Settling industrial disputes
When workplace disputes cannot be resolved between the workers and their employer or supervisor, both sides can ask an independent person or organisation (a mediator) to listen to their arguments. They may then settle their differences voluntarily, by conciliation. If voluntary agreement cannot be reached, the mediator may decide the dispute, in a process known as arbitration. New Zealand has a long tradition of using the government to mediate or arbitrate in labour disputes.
In 1848 several hundred Māori road-builders in Auckland went on strike when they learned they would be paid less than Pākehā doing the same work. Governor George Grey threatened to sack them if they didn’t accept the lower pay, and said, ‘If you don’t agree, there is the road.’ One worker is said to have replied, ‘There is the road for you. I suppose it is open for both of us.’1 These early equal-rights activists then walked off the job.
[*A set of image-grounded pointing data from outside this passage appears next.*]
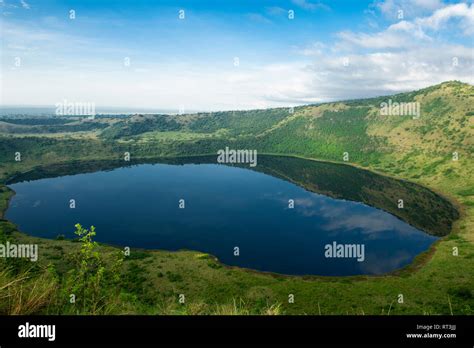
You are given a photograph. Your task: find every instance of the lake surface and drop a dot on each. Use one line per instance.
(228, 207)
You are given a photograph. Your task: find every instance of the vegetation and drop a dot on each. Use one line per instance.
(150, 282)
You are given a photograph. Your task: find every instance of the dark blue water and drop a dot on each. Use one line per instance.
(225, 207)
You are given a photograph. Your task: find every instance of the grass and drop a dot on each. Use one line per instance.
(438, 282)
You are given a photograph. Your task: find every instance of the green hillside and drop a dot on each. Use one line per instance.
(434, 150)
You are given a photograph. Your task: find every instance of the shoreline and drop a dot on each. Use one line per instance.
(417, 263)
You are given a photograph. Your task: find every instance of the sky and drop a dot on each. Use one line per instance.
(228, 55)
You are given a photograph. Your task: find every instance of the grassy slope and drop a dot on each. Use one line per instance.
(418, 150)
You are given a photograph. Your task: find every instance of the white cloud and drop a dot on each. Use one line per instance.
(441, 16)
(310, 6)
(25, 5)
(403, 56)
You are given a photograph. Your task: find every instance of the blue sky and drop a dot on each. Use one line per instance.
(330, 50)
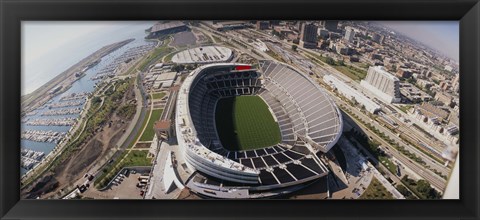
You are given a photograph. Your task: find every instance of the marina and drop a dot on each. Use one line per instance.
(65, 111)
(66, 104)
(75, 96)
(43, 136)
(49, 115)
(30, 158)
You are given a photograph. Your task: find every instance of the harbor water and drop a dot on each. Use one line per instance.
(56, 109)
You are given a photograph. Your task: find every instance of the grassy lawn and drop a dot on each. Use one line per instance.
(388, 163)
(352, 72)
(158, 95)
(149, 132)
(405, 108)
(131, 158)
(157, 54)
(168, 58)
(217, 39)
(137, 158)
(245, 122)
(376, 191)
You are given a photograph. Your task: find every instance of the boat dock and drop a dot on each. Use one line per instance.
(43, 136)
(52, 122)
(65, 111)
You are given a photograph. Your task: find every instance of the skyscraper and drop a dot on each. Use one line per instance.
(382, 84)
(349, 34)
(308, 37)
(330, 25)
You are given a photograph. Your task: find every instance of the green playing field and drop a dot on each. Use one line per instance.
(245, 123)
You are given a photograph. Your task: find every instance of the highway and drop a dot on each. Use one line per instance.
(428, 175)
(326, 69)
(422, 171)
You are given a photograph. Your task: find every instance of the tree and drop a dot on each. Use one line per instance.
(329, 61)
(294, 47)
(423, 187)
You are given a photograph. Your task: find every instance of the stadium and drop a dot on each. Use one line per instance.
(253, 133)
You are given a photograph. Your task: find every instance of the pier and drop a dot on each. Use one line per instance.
(65, 111)
(75, 96)
(66, 104)
(30, 158)
(43, 136)
(52, 122)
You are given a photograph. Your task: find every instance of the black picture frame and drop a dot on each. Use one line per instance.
(12, 12)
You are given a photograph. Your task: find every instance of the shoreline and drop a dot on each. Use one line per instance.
(64, 80)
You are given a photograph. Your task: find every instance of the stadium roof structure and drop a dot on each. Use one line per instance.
(208, 54)
(165, 26)
(309, 120)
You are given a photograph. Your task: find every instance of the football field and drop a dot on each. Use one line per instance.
(245, 123)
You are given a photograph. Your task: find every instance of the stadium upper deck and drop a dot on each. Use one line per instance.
(310, 124)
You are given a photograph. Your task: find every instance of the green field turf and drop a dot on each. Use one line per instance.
(245, 123)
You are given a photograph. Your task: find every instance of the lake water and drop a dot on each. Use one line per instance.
(85, 84)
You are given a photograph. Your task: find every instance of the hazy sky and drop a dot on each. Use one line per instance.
(50, 47)
(443, 36)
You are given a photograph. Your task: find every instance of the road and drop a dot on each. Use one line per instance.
(435, 180)
(326, 69)
(428, 175)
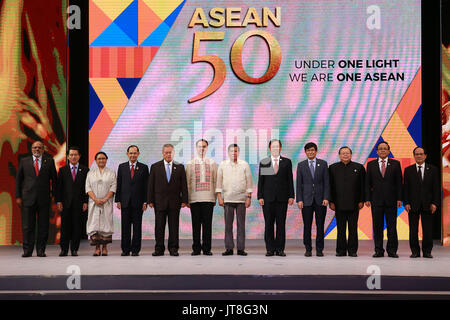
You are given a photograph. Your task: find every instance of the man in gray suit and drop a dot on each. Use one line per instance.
(313, 194)
(36, 178)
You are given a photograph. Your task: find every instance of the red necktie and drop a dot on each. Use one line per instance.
(36, 167)
(383, 168)
(275, 165)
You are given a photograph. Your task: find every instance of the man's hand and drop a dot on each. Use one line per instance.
(248, 202)
(433, 208)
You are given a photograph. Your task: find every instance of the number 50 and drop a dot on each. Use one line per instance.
(235, 59)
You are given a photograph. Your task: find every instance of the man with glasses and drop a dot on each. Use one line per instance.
(347, 195)
(384, 196)
(167, 194)
(35, 180)
(422, 193)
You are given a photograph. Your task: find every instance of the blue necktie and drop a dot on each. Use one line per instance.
(168, 172)
(311, 167)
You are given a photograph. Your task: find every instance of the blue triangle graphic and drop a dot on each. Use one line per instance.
(95, 106)
(128, 21)
(128, 85)
(157, 37)
(113, 36)
(332, 225)
(415, 127)
(172, 17)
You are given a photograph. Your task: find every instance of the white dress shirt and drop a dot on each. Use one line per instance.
(422, 168)
(234, 181)
(39, 161)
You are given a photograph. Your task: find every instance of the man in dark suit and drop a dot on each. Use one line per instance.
(275, 192)
(35, 179)
(313, 194)
(384, 196)
(71, 200)
(131, 199)
(167, 193)
(347, 196)
(422, 193)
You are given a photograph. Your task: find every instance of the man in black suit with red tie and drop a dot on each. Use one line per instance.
(313, 194)
(422, 193)
(167, 193)
(131, 199)
(35, 180)
(72, 201)
(384, 196)
(275, 193)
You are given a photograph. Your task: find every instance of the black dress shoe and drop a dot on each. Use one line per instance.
(378, 255)
(270, 254)
(227, 253)
(242, 253)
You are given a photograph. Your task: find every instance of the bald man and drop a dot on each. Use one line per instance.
(34, 180)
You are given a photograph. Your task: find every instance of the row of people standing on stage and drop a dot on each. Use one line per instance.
(345, 187)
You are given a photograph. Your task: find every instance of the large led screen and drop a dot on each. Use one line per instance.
(332, 72)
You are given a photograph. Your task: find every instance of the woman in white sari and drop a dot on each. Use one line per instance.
(100, 186)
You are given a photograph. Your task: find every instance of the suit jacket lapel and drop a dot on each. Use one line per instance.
(163, 168)
(172, 173)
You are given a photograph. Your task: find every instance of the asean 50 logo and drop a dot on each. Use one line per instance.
(231, 17)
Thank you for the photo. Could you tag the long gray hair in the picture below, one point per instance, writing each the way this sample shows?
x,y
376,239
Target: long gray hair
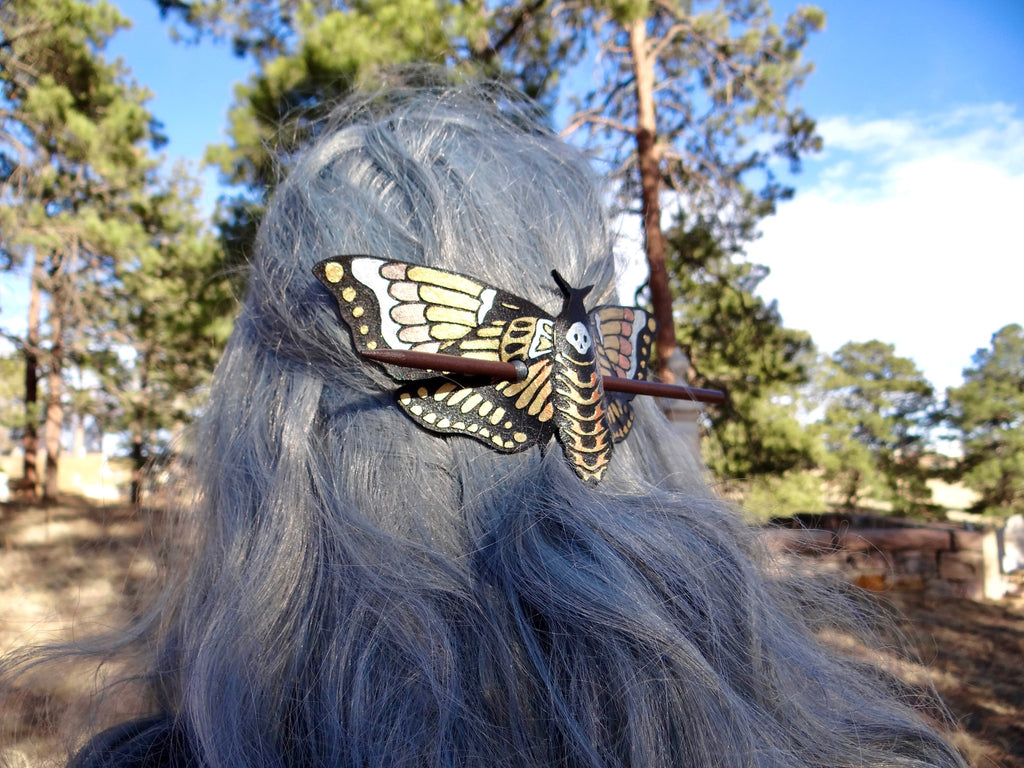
x,y
359,592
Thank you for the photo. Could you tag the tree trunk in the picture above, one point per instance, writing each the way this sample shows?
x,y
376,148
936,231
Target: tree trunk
x,y
650,204
30,443
54,379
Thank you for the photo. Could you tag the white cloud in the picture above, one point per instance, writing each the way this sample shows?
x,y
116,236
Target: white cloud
x,y
910,233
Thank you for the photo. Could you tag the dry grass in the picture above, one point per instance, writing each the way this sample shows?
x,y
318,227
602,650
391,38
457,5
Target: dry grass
x,y
74,568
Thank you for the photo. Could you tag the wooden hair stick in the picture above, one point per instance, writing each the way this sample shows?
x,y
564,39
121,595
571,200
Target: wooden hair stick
x,y
511,372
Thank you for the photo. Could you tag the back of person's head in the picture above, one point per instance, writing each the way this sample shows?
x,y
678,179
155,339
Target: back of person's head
x,y
360,591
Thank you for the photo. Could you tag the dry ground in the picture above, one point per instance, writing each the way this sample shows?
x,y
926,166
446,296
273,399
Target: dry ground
x,y
66,568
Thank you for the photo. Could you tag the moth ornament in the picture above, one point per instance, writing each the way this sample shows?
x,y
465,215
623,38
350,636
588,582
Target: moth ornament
x,y
561,359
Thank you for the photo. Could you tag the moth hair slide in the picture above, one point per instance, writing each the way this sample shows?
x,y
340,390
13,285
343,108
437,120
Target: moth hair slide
x,y
506,373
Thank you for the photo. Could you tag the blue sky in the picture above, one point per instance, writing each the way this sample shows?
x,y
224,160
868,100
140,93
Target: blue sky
x,y
906,228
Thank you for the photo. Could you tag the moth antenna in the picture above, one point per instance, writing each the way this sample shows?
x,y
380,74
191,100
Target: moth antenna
x,y
565,288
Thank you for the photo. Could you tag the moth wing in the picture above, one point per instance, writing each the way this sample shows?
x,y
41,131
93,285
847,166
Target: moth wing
x,y
509,417
397,305
625,337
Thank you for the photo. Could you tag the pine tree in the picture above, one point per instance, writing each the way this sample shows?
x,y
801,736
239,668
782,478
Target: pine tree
x,y
987,414
75,137
686,99
879,410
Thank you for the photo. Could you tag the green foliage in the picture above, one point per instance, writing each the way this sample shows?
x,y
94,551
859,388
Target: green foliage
x,y
116,251
987,414
878,411
725,73
309,54
783,496
736,342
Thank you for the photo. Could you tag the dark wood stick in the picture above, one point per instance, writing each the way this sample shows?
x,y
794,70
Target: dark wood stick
x,y
507,371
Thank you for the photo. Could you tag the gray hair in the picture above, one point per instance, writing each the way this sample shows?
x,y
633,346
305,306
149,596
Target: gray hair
x,y
359,592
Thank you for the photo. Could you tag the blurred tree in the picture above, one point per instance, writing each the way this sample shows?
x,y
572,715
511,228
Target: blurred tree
x,y
309,53
169,316
74,134
122,274
987,414
879,408
11,407
735,342
694,98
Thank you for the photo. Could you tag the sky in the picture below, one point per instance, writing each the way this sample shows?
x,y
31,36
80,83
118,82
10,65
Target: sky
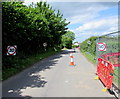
x,y
93,18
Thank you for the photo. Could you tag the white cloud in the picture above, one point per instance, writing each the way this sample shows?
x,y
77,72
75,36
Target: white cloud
x,y
107,24
73,0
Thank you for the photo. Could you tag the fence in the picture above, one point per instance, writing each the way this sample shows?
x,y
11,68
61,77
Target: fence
x,y
108,51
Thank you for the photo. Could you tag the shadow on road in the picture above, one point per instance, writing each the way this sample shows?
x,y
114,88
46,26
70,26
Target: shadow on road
x,y
29,78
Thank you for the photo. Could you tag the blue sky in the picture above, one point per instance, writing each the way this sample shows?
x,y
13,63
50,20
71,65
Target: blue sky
x,y
88,18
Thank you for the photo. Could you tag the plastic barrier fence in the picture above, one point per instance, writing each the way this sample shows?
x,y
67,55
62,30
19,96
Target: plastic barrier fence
x,y
105,72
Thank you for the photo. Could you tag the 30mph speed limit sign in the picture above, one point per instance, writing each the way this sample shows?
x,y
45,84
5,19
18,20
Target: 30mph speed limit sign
x,y
101,46
11,50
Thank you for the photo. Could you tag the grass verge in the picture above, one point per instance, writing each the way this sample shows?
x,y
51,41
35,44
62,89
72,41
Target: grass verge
x,y
21,64
116,79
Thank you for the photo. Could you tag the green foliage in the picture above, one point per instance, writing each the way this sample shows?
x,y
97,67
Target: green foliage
x,y
67,39
29,27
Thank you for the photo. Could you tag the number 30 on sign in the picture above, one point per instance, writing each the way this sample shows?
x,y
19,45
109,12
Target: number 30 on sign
x,y
101,46
11,50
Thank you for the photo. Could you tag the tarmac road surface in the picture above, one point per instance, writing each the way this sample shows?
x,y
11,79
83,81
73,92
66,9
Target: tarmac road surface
x,y
54,77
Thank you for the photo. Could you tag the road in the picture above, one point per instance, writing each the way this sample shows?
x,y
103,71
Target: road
x,y
54,77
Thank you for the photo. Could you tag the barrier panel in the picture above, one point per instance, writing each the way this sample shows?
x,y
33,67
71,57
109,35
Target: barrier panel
x,y
113,58
105,72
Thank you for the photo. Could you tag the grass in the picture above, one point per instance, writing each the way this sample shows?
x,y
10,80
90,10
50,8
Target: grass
x,y
91,58
22,64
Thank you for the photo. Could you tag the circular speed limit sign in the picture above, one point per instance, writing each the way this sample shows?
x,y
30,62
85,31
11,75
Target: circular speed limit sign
x,y
101,46
11,50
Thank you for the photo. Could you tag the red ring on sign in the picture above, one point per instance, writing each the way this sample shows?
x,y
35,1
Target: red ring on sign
x,y
12,53
103,44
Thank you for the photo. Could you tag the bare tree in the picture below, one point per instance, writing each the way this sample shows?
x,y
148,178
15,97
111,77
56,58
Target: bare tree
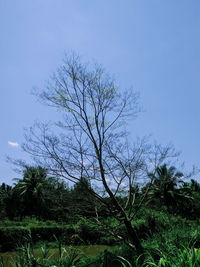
x,y
92,143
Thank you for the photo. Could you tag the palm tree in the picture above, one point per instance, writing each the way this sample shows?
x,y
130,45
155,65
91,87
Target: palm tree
x,y
31,189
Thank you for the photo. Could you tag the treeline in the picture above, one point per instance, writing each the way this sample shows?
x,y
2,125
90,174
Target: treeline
x,y
50,198
46,198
Strikes and other industrial action
If no agreement can be reached through mediation or arbitration, industrial action may be used to try and convince one of the sides to change their position. A strike is when employees refuse to do their normal work. A refusal to work extra hours is called an overtime ban. Carrying out less work than usual is known as a go-slow or a work-to-rule. Employers can also take industrial action against their employees, by refusing to allow them to carry out their normal work. This is known as a lockout.